7. The world of data can be dark at times, especially regarding privacy violations, manipulation of data, inaccurate data, and security and storage of data. With the increase of data available in the world, how do you protect and ensure the integrity of the people responsible for handling this data?

I think of data as both a cure and a curse. This question speaks directly to that. Data, when analysed, processed and presented correctly provides the cure to the unknown. It provides insight and information into how the world works and allows us to make informed and accurate decisions. But it is also a curse. When data is deliberately manipulated, misrepresented or poorly analysed it can be the source of confusion, panic and conspiracy theories. We need to put strict measures in place to ensure that such outcomes are limited.

The POPI act has shown that South Africa takes our data privacy very seriously and this is the first step to eliminating breaches in data security. Institutions which undertake research need to ensure that thorough ethical considerations are made for all ongoing studies – this is already happening at a university level. Additionally, we need to ensure that not only are all our data collection practices ethical, but our analyses need to be as well. We need to ensure that our own personal beliefs or biases do not influence our work and analysis as we allow the data to speak for itself.

8. Being a president of an association comes with plenty of responsibilities and hard work. How would you describe your term thus far as the president of SASA?

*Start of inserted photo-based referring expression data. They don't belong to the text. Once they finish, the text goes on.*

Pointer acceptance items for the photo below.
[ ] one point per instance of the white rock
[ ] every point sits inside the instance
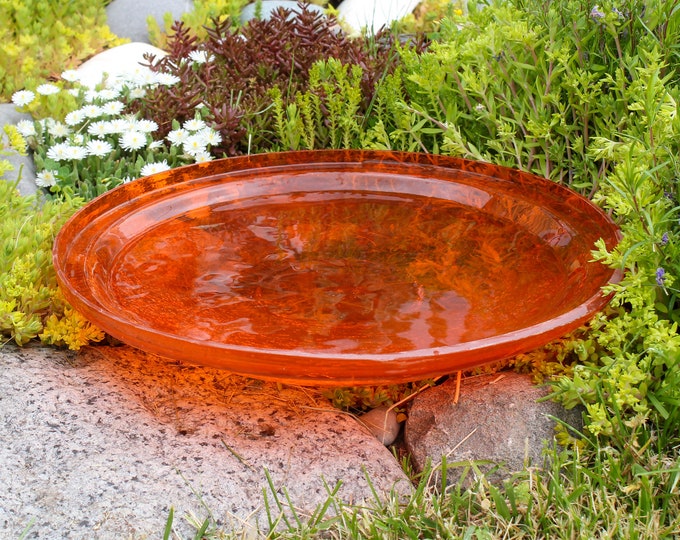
(374, 14)
(122, 61)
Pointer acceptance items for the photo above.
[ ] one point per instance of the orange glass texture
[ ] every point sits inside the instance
(336, 267)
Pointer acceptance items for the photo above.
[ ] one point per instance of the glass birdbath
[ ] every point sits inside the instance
(336, 267)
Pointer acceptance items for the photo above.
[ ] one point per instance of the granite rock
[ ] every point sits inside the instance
(382, 423)
(24, 168)
(497, 418)
(102, 444)
(127, 18)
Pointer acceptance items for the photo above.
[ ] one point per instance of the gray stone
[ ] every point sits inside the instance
(382, 423)
(123, 61)
(24, 169)
(127, 18)
(269, 6)
(497, 418)
(102, 444)
(374, 14)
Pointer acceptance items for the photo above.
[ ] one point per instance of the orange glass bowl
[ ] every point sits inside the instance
(336, 267)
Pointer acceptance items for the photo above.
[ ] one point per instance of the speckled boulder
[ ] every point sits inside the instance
(103, 443)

It has been a bit of a whirlwind few years. I came into the executive committee just before the COVID-19 pandemic hit the world. As you can imagine this forced us to re-evaluate what we do and how we do it. It was not easy, but we have focused on making SASA more accessible and relevant with a refreshed image and new ventures. I must commend my management committee in particular for their dedication to the cause and the work they have done to support me, I truly can not thank them enough.


9. The mission of SASA ‘shall be to foster the study and knowledge of statistical theory and its application towards improving the quality of life of all South Africans’ What are the 3 most important things SASA is doing to achieve this mission?

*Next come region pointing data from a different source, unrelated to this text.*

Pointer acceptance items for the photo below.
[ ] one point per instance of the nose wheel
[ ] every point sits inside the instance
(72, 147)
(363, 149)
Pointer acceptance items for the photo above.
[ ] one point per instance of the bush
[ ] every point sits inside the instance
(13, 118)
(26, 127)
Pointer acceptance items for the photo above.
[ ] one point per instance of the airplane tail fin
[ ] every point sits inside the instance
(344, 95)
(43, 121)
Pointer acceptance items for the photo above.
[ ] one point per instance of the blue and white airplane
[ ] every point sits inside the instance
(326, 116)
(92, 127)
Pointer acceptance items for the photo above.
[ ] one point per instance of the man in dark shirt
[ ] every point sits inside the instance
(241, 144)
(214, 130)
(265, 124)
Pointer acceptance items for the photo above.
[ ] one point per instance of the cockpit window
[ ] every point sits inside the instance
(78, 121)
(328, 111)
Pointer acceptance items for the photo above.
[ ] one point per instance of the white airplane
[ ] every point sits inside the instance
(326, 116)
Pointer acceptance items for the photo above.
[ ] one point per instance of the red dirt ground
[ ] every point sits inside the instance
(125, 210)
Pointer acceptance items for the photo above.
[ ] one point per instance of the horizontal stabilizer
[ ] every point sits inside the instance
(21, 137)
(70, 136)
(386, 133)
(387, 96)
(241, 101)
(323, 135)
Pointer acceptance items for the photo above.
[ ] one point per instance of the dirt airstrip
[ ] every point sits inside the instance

SASA has been a big player in the advancement of statistics in academia for many years. We have a journal which attracts submissions from all around the world and an annual conference which celebrates our researchers and the work done within our community. You will know that the application of statistical methods on real world data can work to improve the quality of live within our communities and we strive to help facilitate this. With the data and the skills we heave, we can help to make informed and data-driven decisions to be better our community. There is research that is done all around the country which is focused on addressing important issues within our community and as SASA we are committed to help bring light to these advancements through our publications, seminars and conferences. In addition to that, we provide and facilitate bursaries and scholarships to both academically and financially deserving students at 3rd year and honours level on an annual basis. This helps to provide opportunities to students you might not otherwise been able to continue on their journey into statistics.

10. The SASA 63rd annual conference is in November 2022. What is the theme of the conference and what is the main outcome you would like?

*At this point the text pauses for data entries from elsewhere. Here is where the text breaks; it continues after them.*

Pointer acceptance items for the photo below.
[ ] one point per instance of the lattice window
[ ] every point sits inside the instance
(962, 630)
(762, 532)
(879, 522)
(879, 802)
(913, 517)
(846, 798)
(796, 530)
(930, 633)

We are very excited to host our conference in November. It is being held in George, which marks the first time that our conference has been held in the region. Also, it is our return to a regular conference experience post-COVID. I must extend my gratitude to my colleagues at Stellenbosch University who undertook to host a conference under difficult circumstances last year, and I am glad that regular service has resumed now that the worst of the pandemic is behind us.